Dix-huit Palestiniens sont morts en tentant de récupérer de la nourriture parachutée, lundi 25 mars, selon les autorités de la bande de Gaza, dirigées par le Hamas. Douze d’entre eux ont péri noyés au large d’une plage de la ville de Gaza, après la chute de provisions en mer, tandis que six autres ont été tués dans des bousculades. “Quand les parachutes sont tombés dans la mer, (…) des jeunes hommes et des garçons ont pataugé dans l’eau pour récupérer des boîtes”, a raconté un témoin à l’AFP. “Malheureusement, certains d’entre eux ne sont jamais revenus”.
A la suite de ce drame, l’organisation islamiste a appelé mardi à cesser le parachutage de colis. Elle dit avoir “toujours prévenu les pays conduisant des opérations de largage aérien du danger”, notamment “car une partie de cette aide tombe dans la mer”. Début mars déjà, plusieurs colis aux parachutes défaillants avaient percuté des habitants de la ville de Gaza, faisant cinq morts et 10 blessés. Ces opérations sont menées par plusieurs pays arabes et occidentaux afin de contourner le blocus du territoire par Israël, qui complique l’entrée des camions dans l’enclave. Mais plusieurs ONG dénoncent une méthode à la fois inadaptée et insuffisante alors que l’ONU redoute une famine généralisée. Franceinfo vous résume ce débat.
Il peut être dangereux pour la population
Le largage aérien a été utilisé pour la première fois par les Nations unies en 1973 dans le Sahel occidental, où la population souffrait de famine, rappelle le Programme alimentaire mondial (PAM). Par la suite, plusieurs pays ont livré de l’aide par ce moyen, lors de la guerre en Irak (2003-2011) ou encore au Soudan du Sud (2013-2020).
La préparation d’un largage est précise et complexe. Chaque colis doit être emballé solidement pour que son contenu résiste à l’atterrissage. Le largage peut être effectué à des altitudes allant de 300 à 5 600 mètres, explique le PAM – dans les zones de conflit par exemple, l’avion doit voler suffisamment haut pour ne pas risquer d’être touché par l’artillerie au sol. La météo est également scrutée, car des vents violents ou des tempêtes de sable peuvent affecter la précision du parachutage. “Une préoccupation première est la sécurité des destinataires”, a expliqué à l’AFP Jeremy Anderson, lieutenant-colonel de l’armée de l’air américaine. “On s’assure que si le parachute ne s’ouvre pas, il finisse en mer et de ce fait ne blesse personne.”

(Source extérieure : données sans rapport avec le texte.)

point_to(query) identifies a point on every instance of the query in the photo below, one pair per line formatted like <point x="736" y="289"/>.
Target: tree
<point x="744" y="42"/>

Mais malgré ces précautions, les largages de colis ne sont “pas sans risques”, alertait auprès de franceinfo Lucile Marbeau, porte-parole du Comité international de la Croix-Rouge (CICR) en France. Le 8 mars, au moins cinq personnes ont été tuées lors d’un largage de colis dont l’un des parachutes était visiblement défaillant. Une vidéo authentifiée par le New York Times montrait également d’autres colis sans parachutes. D’autres images montrent des provisions échouant en mer. “Le largage doit être un dernier recours”, pointe auprès de franceinfo Jonathan Fowler, porte-parole de l’UNWRA, l’agence des Nations unies pour les réfugiés palestiniens. “Il est utile dans des zones inaccessibles. Mais à Gaza, cela pourrait être différent, car des voies terrestres existent”, rappelle l’humanitaire à franceinfo.
Il engendre des situations de “chaos”
Autre conséquence : les violences que ces largages engendrent, dans un contexte de tension extrême. “Tous les jours, des personnes sont blessées, voire tuées. Tout le monde se bat pour obtenir des produits de base comme de la farine, des conserves, de l’eau, des lentilles, des haricots, des pois chiches et du halva”, a décrit à l’AFP Ahmed al-Rifi, un habitant de la ville de Gaza. “Tout le monde a faim, c’est le chaos pour obtenir de la nourriture. Parfois, il y a des fusillades, des blessures et des meurtres”, témoigne le Gazaoui.
Ouday Nasser, un autre habitant joint par l’AFP, décrit des scènes de désordre : “Lorsque nous atteignons la zone de largage, une grande foule se rassemble, cela entraîne des bagarres, le chaos. Certains tombent au sol dans la bousculade, les plus forts l’emportent sur les plus faibles. Parfois, certains utilisent un couteau, ou même tirent”.
“Ce qui devrait être un effort humanitaire s’est transformé en bagarres et en coups.”